By my count, just over 200 new packages made it to CRAN and stuck during March. The trend for specialized, and sometimes downright esoteric science packages continues. I counted 40 new packages in this class. Most, but not all of these, are focused on bio-science applications. For example, the foreSIGHT package profiled below focuses on climate science. I was also pleased to see two new packages (not from RStudio) in the Data Science category, h2o4gpu and onnx, built on the reticulate package for interfacing with Python
. I hope this also becomes a trend.
The following are my “Top 40” picks for March in nine categories: Computational Methods, Data, Data Science, Political Science, Science, Statistics, Time Series, Utilities and Visualizations.
Computational Methods
dynprog v0.1.0: Implements a domain-specific language for specifying translating recursions into dynamic-programming algorithms.
fmlogcondens v1.0.2: Implements a fast solver for the maximum likelihood estimator of the family of multivariate log-concave probability function. Includes well-known parametric densities including the normal, uniform, and exponential distributions and many more. For details, see Rathke et al. (2015). The vignette shows how to use the package.
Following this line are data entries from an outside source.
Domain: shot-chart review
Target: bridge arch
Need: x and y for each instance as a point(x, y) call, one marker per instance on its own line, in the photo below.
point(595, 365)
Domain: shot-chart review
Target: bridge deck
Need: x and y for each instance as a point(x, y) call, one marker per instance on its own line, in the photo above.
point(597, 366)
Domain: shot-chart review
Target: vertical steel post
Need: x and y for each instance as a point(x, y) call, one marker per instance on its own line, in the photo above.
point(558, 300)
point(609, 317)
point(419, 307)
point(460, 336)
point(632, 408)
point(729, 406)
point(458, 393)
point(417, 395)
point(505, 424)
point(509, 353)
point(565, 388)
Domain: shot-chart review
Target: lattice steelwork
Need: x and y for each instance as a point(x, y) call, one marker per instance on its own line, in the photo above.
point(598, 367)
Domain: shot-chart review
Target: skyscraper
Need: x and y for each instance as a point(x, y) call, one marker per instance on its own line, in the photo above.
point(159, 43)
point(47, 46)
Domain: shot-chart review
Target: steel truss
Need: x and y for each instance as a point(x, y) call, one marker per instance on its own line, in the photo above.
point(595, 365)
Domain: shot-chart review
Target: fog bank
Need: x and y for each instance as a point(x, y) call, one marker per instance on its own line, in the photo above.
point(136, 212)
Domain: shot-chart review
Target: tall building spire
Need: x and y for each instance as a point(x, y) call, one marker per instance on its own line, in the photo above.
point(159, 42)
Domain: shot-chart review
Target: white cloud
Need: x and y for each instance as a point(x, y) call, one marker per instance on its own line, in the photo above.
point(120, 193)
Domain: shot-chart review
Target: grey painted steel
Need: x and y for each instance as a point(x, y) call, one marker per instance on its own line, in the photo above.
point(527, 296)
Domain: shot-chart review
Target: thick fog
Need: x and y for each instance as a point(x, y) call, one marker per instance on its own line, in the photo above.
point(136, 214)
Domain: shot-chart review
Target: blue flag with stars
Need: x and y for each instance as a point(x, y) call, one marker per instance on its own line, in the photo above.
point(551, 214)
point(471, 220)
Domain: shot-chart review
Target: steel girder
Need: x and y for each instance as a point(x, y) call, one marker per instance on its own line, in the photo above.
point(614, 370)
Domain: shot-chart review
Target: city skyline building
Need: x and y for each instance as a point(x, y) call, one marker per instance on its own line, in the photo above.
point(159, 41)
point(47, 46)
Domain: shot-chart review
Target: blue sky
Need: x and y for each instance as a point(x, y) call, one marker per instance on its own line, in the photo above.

knor v0.0-5: Provides access to knor
, a NUMA-optimized, in-memory, distributed library for computing k-means.
Data
daymetr v1.3.1: Provides programmatic interface to the Daymet climate data. The vignette shows how to use it.
NOAAWeather v0.1.0: Provides functions to retrieve real-time weather data from all NOAA stations, and plot time series, boxplot, calendar heatmap, and geospatial maps to analyze trends. The vignette shows how to use the package.
ppitables v0.1.2: Contains country-specific lookup data tables used as reference to determine the poverty likelihood of a household based on their PPI score (Poverty Probability Index), with documentation from Innovations for Poverty Action.
usfertilizer v0.1.5: Provides county-level estimates of fertilizer, nitrogen and phosphorus, from 1945 to 2012 in the United States of America. There is an Introduction and a vignette on Data Scources and Processes.
Data Science
greybox v0.2.0: Implements tools for model selection and combinations via information criteria based on the values of partial correlations. The vignette provides details.
h2o4gpu v0.2.0: Implements an interface to H2O4GPU, a collection of GPU
solvers for machine learning algorithms. There is a vignette.
iml v0.3.0: Provides interpretability methods to analyze the behavior and predictions of any machine learning model, including feature importance, partial dependence plots, [individual conditional expectation (ice plots), local models, the Shapley Value, and tree surrogate models.
iTOP v1.0.1: Provides functions to infer a topology of relationships between different datasets, such as multi-omics and phenotypic data recorded on the same samples. The methodology is based on the extension of the RV coefficient, a measure of matrix correlation to partial matrix correlations and binary data. See Aben et al. (2018) for details and the vignette introduction to the package.
onnx v0.0.1: Implements an interface to ONNX
, the Open Neural Network Exchange, which provides an open-source format for machine-learning models.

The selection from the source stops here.